The PC Revolution was born of the end user's desire for more computer power and his difficulty in obtaining it. IBM didn't invent the PC because it had the mainframe, and the mainframe ruled an orderly, top-down world of computing in which IBM profits rolled in with predictable regularity.
Once computers built from mass produced parts were put in the hands of end users, they showed what they could do with them. Ever since that day, end users have desired connection to their fellow workers, to their counterparts around the world and to the big servers holding crucial information on specialized fields. Many barriers were established to deny this access, sometimes for good reasons.
Thank goodness Tim Berners-Lee (now Sir Tim) came along with the World Wide Web through his work at the CERN accelerator. It gave end users access to powerful servers on the Internet through a few simple HTTP communication commands. Now cloud computing is bringing not just information but powerful applications and computing infrastructure to end users, whether that user is an individual in an attic or an IT staff in an enterprise.
The mainframe and the early Internet both represented client/server computing where the client was nothing and the server everything. The client was not supposed to think; it was in a master/slave relationship. In the cloud, there's been a power shift where the client (whether PC, netbook or smart phone) thinks for itself and tells the server what program to run or even to run a program that it sends the server.

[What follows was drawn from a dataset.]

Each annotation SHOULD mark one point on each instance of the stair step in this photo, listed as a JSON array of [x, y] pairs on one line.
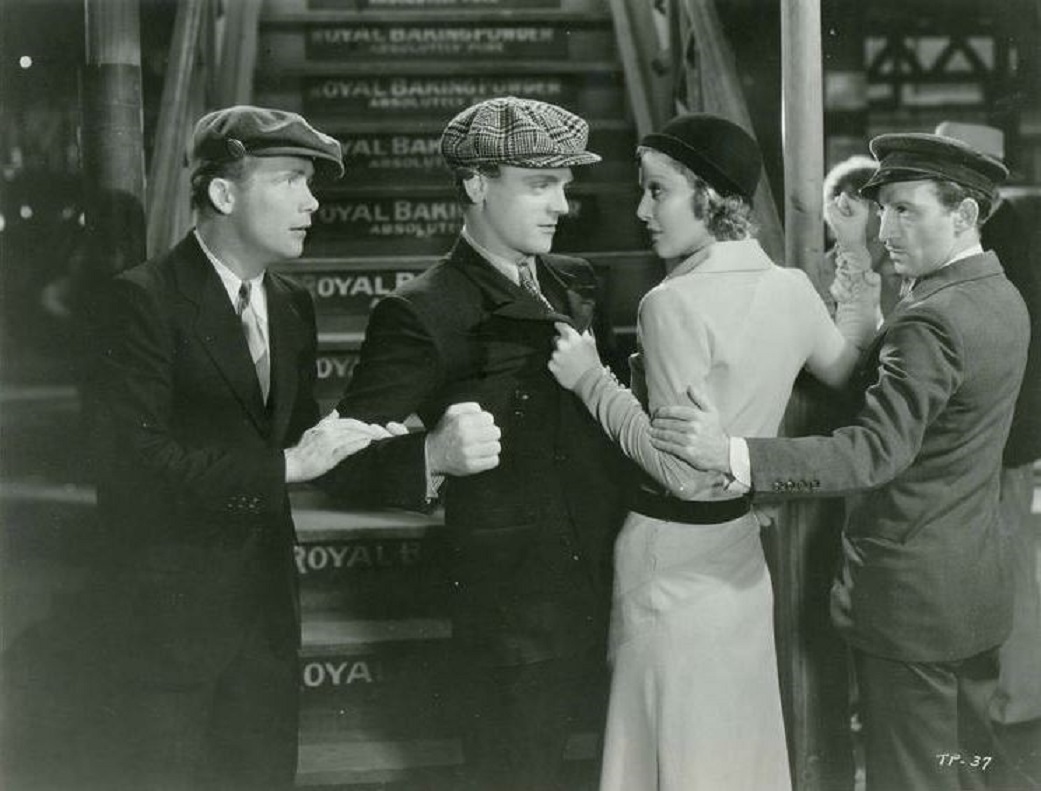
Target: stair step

This is the start of the second phase of the PC revolution, but it ought to be called the end user revolution, or better yet, the cloud revolution. In this latter upheaval, end users, especially businesses, will come to the fore and use big server farms on the Internet in ways we can still barely imagine today. But remember, that server farm is now made up of low cost PC parts, and the business user is benefiting from something the original PC user always lobbied for -- to tell the server what to run and how it could go to work for him. The cloud enables a redistribution of power in the direction of the end user, and Internet users are excited about this. Companies that want to supply cloud services are excited as well. They know they can offer something that hasn't been available before, based on new cloud architectures, at prices that many of those end users are going to find cheap and reasonable. Maybe that explains Eric Schmidt's emphasis on the cloud as a server phenomenon. He knows end users have both the means and the appetite to sample what Google servers will offer next.